Home sales might have peaked, NAR says. That's a top story in The Voice for Real Estate for the week of August 1. Other stories look at NAR's big win on condo loans now that President Obama has signed H.R. 3700 into law, the looming deadline for Sec. 502 direct rural housing loans from the federal government, which are about to run out of money. Other stories look at the impact residential loan rules from 2010 are having on commercial loan processing, the Treasury's expansion of its money laundering program involving real estate, and NAR's win as the CFPB tells lenders and settlement agents it's OK for them to share the closing document with agents.

Featured segments

  • Condo win
  • Home sales
  • Rural home loans
  • Money laundering
  • Commercial finance rules
  • Closing disclosure


Condo Financing will be easier to get as President Obama signs an NAR-backed bill into law

Have home sales peaked for the year?

And—time is running out for buyers hoping to get federally funded rural home loans

These stories and more on The Voice for Real Estate

Hi, I’m Stephen Gasque with the National Association of Realtors.

It was a big effort that took several years—but now it’s done. Thanks to you, FHA condominium financing will be easier to get because President Obama has signed H.R. 3700 into law. The bill reduces owner-occupancy requirements, allows more commercial space in buildings, and makes it easier for condo boards to get their properties certified for FHA financing. Here’s NAR President Tom Salomone on the outpouring of support that made the bill happen.

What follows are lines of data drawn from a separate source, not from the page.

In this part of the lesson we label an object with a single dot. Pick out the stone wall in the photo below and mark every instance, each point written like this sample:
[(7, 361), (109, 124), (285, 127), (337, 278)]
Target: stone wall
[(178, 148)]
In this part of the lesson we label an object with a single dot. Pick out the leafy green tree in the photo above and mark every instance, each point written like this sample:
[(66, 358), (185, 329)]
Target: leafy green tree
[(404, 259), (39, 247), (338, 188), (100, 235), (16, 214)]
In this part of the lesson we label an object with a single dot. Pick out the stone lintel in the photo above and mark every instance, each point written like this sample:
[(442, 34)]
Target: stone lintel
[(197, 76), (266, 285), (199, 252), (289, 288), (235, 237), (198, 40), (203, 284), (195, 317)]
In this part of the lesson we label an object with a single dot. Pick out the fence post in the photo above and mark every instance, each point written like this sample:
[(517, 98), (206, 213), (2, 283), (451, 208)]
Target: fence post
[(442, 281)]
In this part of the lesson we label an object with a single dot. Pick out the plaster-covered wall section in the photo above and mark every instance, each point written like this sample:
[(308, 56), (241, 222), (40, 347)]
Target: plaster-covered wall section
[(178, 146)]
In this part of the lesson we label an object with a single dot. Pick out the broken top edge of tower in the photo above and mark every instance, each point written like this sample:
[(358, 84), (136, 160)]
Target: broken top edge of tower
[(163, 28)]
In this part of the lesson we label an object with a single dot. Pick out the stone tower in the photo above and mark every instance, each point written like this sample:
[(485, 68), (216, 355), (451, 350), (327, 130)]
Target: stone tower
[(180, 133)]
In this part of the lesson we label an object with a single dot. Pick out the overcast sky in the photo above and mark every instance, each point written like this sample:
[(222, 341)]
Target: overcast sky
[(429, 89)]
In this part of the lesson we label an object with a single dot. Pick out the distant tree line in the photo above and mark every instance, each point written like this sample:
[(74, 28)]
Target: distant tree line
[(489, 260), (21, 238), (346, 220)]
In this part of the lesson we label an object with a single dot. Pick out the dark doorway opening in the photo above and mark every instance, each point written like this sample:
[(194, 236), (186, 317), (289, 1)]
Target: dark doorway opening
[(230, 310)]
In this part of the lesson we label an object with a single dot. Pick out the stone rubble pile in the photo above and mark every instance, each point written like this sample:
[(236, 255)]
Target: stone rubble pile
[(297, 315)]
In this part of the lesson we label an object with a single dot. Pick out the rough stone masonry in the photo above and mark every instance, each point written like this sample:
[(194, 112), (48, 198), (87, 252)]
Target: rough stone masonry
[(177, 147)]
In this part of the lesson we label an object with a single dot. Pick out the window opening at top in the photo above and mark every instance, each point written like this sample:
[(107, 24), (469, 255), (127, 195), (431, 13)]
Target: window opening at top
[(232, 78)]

In both the House and the Senate, passage was unanimous. That’s because few issues attract bipartisan support in Congress like real estate and home ownership.


Have home sales hit their peak for the year?  In June, home sales rose just over 1 percent to a strong 5.57 million sales pace, but NAR Chief Economist Lawrence Yun says it might be downhill from here. That’s because continued inventory shortages and rising home prices in many parts of the country could start to make buying too hard for many households.


We’re already seeing signs of the tough road ahead. NAR’s June pending home sales data, which points to future sales, barely rose in June.  We’ll be watching July indicators to see if sales are in fact slowing down.


Do you have clients hoping to buy a home using a direct loan from the federal Rural Housing Service? If you do, you might want to suggest they apply sooner rather than later, because the Rural Housing Service’s program for making direct loans, known as the Sec. 502 direct loan program, is likely to run out of money by the middle of August. If it does, it’ll be another month and a half before the next fiscal year starts and the agency gets new money for lending. NAR’s Sehar Siddiqi has more.


If your clients want to move quickly, they can get information on their state Rural Development office by searching “state offices” at USDA.gov.


The 2010 banking reform law to stem the mortgage crisis has had a huge impact on residential real estate. Just think of the new closing rules, known as TRID or Know before You Owe, and the qualified mortgage rules. Both of those stem from the reform law and they both have had an enormous impact on the process of originating loans for buyers. Well, those rules are starting to affect commercial real estate loan processing as well. Rod Alba, senior vice president at the American Bankers Association, sat down with NAR staff to explain how new residential rules are spilling over into the commercial sector.


Alba says commercial loan processing is becoming less flexible as a result of the rules. And that can affect how quickly your commercial clients get financing. Watch our full interview with Alba on nar.realtor.


Money laundering isn’t something you typically associate with real estate, but since the beginning of this year, the U.S. Department of the Treasury has been operating a program that requires title agents to report on high-end, all-cash real estate transactions in parts of New York City and the Miami area. Well, the federal government has just announced its adding more metropolitan areas to the program, and it’s also expanding what the department considers an all-cash transaction.

The operation mainly affects title agents, but real estate professionals need to understand what’s happening because the program might impact some of your transactions. NAR’s Lesley Walker has more.


At nar.realtor, NAR has a full page of resources for you on the federal government’s effort to identify money laundering in real estate.


And that’s our show for the week of August 1. You can get more on everything we talked about today at The Voice for Real Estate page on nar.realtor. Thank you for joining us, and be sure to join us again as we bring you all the latest news on The Voice for Real Estate.